The rich need not save because financial markets are doing their
savings for them. Rising equity and house prices drove up the
net-worth-to-income ratio of the wealthiest tenth of Americans from
5.8 in 1989 to 8.4 in 2004. That gives them a licence to spend and
makes them immune to petty worries like higher petrol prices.

Furthermore, Messrs Kapur and Macleod say the rise of wealthy elites
in Russia and Asia may help explain why America finds it so easy to
fund its current-account deficit. Emerging-market plutocrats are
nervous about keeping their fortunes at home, lest the political winds
change. So they seek to move as much of it as possible to richer
countries. This, together with reserve management by the central banks
in Asia and oil-exporting countries, provides a steady source of
demand for American assets.

But what has caused this great dispersion of wealth? It is not
happening in all countries. The gap has been widening in America,
Britain and Canada but has barely budged in France, Japan or the
Netherlands. The two strategists cite numerous factors, including
rising executive pay and technological innovation, which have rewarded
high-skilled individuals. Globalisation, which seems to have lowered
the relative cost of unskilled labour and boosted the return to
capital, has also played its part.

Actually, if one looks at a broad sweep of history, it is the
relatively egalitarian 20th century that seems the exception. Mass
democracy is only 100 years old and it ushered in both the welfare
state and redistributive taxation. The rise of democracy, in turn, was
driven by the economic power of workers, especially those gathered in
large groups to work in mining, manufacturing and transport. As those
industries have ebbed, so have the forces of economic equality.

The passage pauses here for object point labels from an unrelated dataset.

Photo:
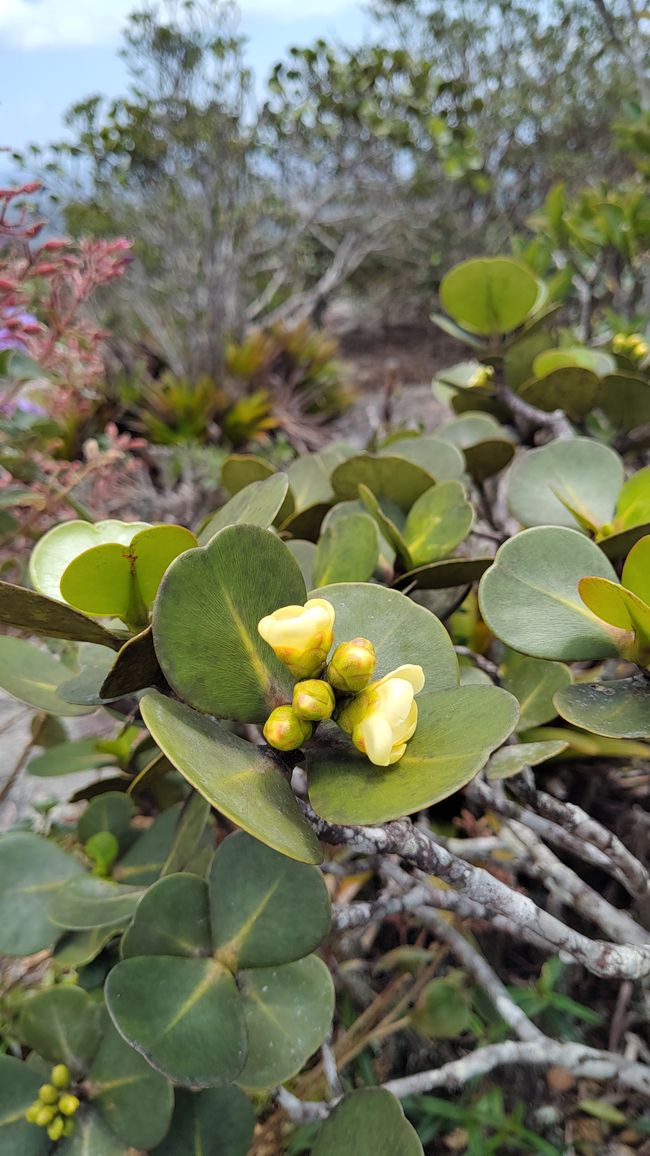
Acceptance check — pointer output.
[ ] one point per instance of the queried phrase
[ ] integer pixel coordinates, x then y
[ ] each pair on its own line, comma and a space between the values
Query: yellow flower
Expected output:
314, 699
301, 636
352, 666
285, 731
383, 718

But although the workers have lost some of their economic power, they
have not lost their votes and may yet use them to redress the balance.
Messrs Kapur and Macleod suggest there may even be a link between the
growth of profits as a proportion of national income and the rising
popularity of far-right European parties such as the National Front in
France.

If there were such a backlash, it could be a threat not just to
globalisation, but to democracy itself. Opinion polls and low voter
turnout at elections may indicate widespread public disillusionment
with politicians. There is also scepticism about the fairness of
the political process, given the role companies play in financing
political parties. And this is during strong economic growth: imagine
what a recession could do.

The prospects for a tax grab on company earnings are limited,
given the ability of corporations to move quickly across national
boundaries. But even in countries (like America) without extremist
parties on the left or the right, politicians will be tempted to
deflect the voters' wrath away from their corporate paymasters
and towards an easier target??foreigners? of all types. Hence the
potential appeal of protectionist and anti-immigrant policies.

In time, this could undermine globalisation and reverse the relative
advantages of the rich (and the higher trend in profits). Although
many might welcome a more egalitarian world, the risk is that
protectionism would usher in a deep global recession, as it did in the
1930s.

It is easy to assume, with globalisation, that a rising tide lifts all
boats. And most people do gain, even if the improvement in their way
of life can sometimes be hard to discern. But workers whose factories
are shut are unlikely to see it that way. For them, it must seem these
days that a rising tide lifts only all yachts.